Jun 6, 2001
Hi Dr. Little. Thanks for taking the time to answer questions.
The virus I contracted is completely resistant to Sustiva, about 50 resistant to protease inhibitors, and some spotty resistance to nucleosides. A regime of Sustiva, Crixivan, 3TC & D4T got me to undetectable, but after a couple of months I had minor blips above 50 and then hit 300 after 18 months. I was very adherent.

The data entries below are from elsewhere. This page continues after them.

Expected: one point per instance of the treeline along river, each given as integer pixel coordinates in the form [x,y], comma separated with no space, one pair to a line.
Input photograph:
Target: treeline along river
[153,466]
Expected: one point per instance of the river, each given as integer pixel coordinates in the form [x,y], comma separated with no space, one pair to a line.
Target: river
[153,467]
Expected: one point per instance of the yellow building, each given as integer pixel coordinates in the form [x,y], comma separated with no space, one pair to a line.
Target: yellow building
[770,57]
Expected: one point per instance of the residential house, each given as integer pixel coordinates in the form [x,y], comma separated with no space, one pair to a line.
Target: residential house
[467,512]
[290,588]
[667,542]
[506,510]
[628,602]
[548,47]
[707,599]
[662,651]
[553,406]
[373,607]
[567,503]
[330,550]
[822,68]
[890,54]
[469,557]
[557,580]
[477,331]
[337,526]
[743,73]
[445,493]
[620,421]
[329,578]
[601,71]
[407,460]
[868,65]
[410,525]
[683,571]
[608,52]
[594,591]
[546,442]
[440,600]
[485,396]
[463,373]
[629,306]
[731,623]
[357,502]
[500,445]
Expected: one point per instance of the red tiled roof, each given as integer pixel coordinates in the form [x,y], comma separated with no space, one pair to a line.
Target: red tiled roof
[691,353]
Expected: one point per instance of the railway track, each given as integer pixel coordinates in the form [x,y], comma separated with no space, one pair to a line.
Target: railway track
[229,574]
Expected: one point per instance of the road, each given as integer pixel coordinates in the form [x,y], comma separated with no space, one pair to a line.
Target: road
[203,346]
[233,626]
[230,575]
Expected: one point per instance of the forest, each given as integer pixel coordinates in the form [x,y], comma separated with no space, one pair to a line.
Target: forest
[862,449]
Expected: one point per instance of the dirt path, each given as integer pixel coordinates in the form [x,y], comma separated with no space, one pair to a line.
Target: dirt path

After a phenotype on my original blood sample, I dropped Sustiva and added Ritonavir. Now I come in around 50 (70 to <50). Given these results, when is it time to give the protease inhibitors a break? Should I just stay on them until the virus becomes completely resistant to the boost I'm getting from ritonavir?
Response from Dr. Little
If you became infected with a virus resistant to sustiva, then I think your best options are the protease inhibitors with nucleosides (such as 3TC and d4T). The best choice of which protease inhibitor(s) and nucleosides should be used would require that I know your exact resistance test results. In general though, for people with multiple protease inhibitor resistance mutations, I tend to favor the use of Kaletra (lopinavir/ritonavir) rather than any single PI. There are other ritonavir/PI combinations which may work as well as Kaletra, but without knowing your test results, I cannot advise. I do think that if you have significant protease inhibitor resistance, you should consider one of these ritonavir-boosted regimens - which means taking a low dose of ritonavir with another protease inhibitor (Kaletra contains this in a coformulation) rather than any single protease inhibitor. I think it is even more important to follow someone with your resistance profile very closely, since you may not have the non-nucleosides (such as sustiva and nevirapine) to fall back on. I would want to see your viral load less than 50!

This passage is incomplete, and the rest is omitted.